Они возвращаются в кабинет. В кабинете молчание. Наташа вдумчиво, с каким-то даже сладострастием обрабатывает помадой губы. Павел Павлович озабоченно колдует со своими серебристыми трубочками над ломтиками ветчины, разложенными на дольках белого пухлого калача. Иван Давыдович читает рукопись Феликса, брови у него изумленно задраны. Курдюков же, заложив руки за спину, как хищник в клетке, кружит в тесном пространстве между дверью и окном. Битое лицо его искривлено так, что видны зубы. Увидев Феликса, он пятится к стене и прижимается к ней лопатками.
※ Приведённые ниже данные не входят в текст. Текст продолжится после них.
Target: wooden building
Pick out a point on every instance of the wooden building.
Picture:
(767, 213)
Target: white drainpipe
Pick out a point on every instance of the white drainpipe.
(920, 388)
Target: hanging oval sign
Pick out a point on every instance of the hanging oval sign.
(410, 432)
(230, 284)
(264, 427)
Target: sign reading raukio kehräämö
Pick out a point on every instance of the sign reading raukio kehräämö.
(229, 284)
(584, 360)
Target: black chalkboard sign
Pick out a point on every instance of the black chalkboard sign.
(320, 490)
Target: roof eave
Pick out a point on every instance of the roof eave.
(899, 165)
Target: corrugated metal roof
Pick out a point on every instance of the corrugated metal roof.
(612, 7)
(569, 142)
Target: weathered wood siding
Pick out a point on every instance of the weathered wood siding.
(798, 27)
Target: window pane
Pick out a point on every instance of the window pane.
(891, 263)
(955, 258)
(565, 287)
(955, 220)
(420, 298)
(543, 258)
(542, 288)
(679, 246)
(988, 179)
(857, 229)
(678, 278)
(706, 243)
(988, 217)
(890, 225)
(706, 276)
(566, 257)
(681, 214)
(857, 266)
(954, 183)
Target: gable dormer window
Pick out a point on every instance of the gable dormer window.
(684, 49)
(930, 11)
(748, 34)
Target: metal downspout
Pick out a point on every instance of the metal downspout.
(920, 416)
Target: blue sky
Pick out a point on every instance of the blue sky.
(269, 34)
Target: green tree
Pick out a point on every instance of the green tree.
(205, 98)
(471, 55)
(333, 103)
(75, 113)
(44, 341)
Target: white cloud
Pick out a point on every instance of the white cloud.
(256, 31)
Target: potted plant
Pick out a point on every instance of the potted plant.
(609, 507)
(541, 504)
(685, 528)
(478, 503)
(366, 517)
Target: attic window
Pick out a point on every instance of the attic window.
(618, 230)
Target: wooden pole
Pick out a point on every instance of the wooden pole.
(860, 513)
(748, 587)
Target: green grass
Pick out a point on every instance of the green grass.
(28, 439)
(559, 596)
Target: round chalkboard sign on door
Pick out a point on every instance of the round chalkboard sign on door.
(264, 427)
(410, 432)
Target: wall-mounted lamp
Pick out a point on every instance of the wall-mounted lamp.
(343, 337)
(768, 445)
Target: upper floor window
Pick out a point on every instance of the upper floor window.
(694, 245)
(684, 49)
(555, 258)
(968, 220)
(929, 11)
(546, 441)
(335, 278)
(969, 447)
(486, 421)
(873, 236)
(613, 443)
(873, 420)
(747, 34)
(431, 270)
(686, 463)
_Павел_ _Павлович_ (взглянув на Феликса). Ну? Всё в порядке? Мнительность, голубчик, мнительность! Нельзя так волноваться из-за каждого пустяка...
_Иван_ _Давыдович_ (бодро). Так! Давайте заканчивать. Ротмистр, пожалуйста, приглядывайте за обоими. Вы, Басаврюк, стойте где стоите и не смейте кричать. Иначе я тут же, немедленно объявлю, что я против вас. Феликс Александрович, вы – сюда. И руки на стол, пожалуйста. Итак... С вашего позволения, я буду сразу переводить на русский... М-м-м... «В соответствии с основным... э-э-э... установлением... а именно, с параграфом его четырнадцатым... э-э... трактующим о важностях...» Проклятье! Как бы это... Князь, подскажите, как это будет лучше – «ахэллан»...
_Павел_ _Павлович_. «Наизначительнейшее наисамейшее важное».
_Иван_ _Давыдович_. Чудовищно неуклюже!
_Павел_ _Павлович_. Да пропустите вы всю эту белиберду, Магистр! Кому это сейчас нужно? Давайте суть, и своими словами!..
_Иван_ _Давыдович_. Вы не возражаете, Феликс Александрович?
_Феликс_. Я вам только одно скажу. Если ко мне кто-нибудь из вас приблизится...
_Иван_ _Давыдович_. Феликс Александрович! Совсем не об этом сейчас речь... Хорошо, я самую суть. Случай чрезвычайный, присутствуют все пятеро, каждый имеет один голос. Очередность высказываний произвольная либо по жребию, если кто-нибудь потребует. Прошу.
_Курдюков_ (свистящим шепотом). Я протестую!
_Иван_ _Давыдович_. В чем дело?
_Курдюков_. Он же не выбрал! Он же должен сначала выбрать!
_Наташа_ (глядясь в зеркальце). Ты полагаешь, котик, что он выберет смерть?
Все, кроме Курдюкова и Феликса, улыбаются.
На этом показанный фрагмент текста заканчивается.